Машина остановилась на Беркли-сквер.
— Джейкоб, завтра я буду не в состоянии показаться в суде. Будьте любезны, передайте Эйбу, что я позвоню ему после заседания.
— Сара…
— Да?
— Почему вы не хотите, чтобы я сказал ему, сколько денег вы собрали и сколько пожертвовали сами?
— Понимаете, он столько взял на себя. Пусть чувствует, что за ним стоят невидимые друзья, разбросанные по всему миру. Кроме того, он терпеть не может, когда евреи собирают на что-нибудь пожертвования.
4
— Прежде чем я продолжу свои вопросы, милорд, сэр Адам хотел бы сделать заявление.
— Милорд, я хочу принести извинения за то, что не сдержался вчера, — дрожащим голосом произнес Адам.

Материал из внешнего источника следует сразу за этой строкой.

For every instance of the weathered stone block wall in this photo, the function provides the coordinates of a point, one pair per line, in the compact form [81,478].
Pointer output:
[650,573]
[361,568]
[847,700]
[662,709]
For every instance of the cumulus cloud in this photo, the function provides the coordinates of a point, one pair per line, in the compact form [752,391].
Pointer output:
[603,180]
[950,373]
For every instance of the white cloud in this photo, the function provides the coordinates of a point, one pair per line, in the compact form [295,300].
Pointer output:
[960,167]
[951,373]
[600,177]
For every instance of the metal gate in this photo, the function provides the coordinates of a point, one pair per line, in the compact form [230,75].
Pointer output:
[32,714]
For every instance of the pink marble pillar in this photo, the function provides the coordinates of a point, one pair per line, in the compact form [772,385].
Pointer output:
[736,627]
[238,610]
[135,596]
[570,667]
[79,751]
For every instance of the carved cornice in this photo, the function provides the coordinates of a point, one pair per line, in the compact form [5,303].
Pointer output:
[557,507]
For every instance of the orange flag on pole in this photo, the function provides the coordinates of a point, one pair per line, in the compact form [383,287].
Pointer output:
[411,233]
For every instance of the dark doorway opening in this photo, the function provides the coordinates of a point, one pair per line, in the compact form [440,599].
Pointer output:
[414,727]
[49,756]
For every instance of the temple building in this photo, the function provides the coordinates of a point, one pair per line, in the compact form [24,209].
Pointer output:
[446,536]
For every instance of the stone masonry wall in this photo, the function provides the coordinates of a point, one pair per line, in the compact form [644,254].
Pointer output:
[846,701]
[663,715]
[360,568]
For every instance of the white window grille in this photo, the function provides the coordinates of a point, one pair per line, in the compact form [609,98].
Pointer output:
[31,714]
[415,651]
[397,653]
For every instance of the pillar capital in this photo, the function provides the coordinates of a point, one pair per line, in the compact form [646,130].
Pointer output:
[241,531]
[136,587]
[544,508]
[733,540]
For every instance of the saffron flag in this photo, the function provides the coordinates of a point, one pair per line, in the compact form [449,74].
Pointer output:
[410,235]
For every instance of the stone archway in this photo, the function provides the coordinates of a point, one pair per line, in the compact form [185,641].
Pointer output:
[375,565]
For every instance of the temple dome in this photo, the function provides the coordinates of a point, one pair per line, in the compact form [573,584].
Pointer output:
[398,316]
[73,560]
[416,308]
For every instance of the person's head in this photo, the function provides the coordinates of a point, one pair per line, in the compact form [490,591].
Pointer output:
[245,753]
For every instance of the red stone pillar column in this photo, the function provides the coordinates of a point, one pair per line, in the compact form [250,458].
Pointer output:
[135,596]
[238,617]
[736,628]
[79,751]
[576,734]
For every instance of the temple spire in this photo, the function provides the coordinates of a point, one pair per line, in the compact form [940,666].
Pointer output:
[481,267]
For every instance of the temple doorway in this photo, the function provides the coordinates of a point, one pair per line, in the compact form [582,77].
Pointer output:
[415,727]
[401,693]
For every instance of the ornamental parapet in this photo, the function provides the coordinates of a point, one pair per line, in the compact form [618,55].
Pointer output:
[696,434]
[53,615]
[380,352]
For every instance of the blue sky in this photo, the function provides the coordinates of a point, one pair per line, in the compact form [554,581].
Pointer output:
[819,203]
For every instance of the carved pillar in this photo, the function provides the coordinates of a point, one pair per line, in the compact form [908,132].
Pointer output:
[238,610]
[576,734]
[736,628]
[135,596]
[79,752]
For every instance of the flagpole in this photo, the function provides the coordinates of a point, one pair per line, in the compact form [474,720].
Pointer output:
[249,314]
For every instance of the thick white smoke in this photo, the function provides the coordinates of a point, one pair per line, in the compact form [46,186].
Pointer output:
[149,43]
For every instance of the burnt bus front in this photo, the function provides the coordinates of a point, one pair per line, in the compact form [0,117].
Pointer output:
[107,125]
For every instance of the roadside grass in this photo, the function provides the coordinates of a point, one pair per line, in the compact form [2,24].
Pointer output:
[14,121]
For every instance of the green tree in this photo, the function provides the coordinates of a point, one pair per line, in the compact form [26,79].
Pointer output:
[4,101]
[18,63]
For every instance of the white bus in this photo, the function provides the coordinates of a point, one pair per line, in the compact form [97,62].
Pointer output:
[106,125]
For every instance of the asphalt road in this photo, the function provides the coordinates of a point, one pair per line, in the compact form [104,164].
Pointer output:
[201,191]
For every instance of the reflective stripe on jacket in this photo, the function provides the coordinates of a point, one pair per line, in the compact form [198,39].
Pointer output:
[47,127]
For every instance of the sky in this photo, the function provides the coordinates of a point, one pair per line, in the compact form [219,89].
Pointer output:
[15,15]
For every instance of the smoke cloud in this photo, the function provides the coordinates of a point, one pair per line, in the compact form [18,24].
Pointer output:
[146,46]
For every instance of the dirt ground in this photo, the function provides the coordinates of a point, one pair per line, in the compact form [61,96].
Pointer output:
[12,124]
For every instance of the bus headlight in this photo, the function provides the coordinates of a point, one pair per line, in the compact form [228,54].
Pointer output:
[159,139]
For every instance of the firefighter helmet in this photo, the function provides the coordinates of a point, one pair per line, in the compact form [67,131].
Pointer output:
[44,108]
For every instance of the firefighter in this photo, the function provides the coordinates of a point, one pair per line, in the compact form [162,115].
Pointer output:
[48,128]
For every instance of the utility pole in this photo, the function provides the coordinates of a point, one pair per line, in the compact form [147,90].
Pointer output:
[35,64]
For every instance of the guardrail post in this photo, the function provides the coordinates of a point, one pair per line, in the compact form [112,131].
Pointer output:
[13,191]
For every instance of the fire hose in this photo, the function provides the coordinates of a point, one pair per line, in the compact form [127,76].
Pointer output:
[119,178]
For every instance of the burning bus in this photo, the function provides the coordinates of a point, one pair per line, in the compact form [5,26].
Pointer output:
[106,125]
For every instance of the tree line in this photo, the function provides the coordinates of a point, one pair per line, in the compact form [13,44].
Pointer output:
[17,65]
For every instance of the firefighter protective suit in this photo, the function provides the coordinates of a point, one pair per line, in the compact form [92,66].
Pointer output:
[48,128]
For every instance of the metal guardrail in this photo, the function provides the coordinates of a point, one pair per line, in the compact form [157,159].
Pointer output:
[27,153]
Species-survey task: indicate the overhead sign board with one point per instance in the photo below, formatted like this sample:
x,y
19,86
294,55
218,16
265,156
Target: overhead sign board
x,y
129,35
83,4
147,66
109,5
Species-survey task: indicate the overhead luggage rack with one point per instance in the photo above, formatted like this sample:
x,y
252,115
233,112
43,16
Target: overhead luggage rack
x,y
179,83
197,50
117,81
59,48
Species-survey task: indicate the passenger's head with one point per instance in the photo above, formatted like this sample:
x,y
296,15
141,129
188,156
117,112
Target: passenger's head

— Это иногда случается, — сказал судья Гилрей. — Я уверен, мистер Смидди и сэр Роберт разъяснили вам, что подобные вещи в британском суде недопустимы. При всем уважении к нашим американским друзьям мы не позволим превратить заседание английского суда в цирк, как у них. Суд принимает ваше извинение и предупреждает, что в случае повторения к вам будут приняты самые строгие меры.
— Благодарю вас, милорд.
— Вы можете продолжать, сэр Роберт.
Сэр Роберт несколько раз приподнялся на носках и потер руки, разогреваясь.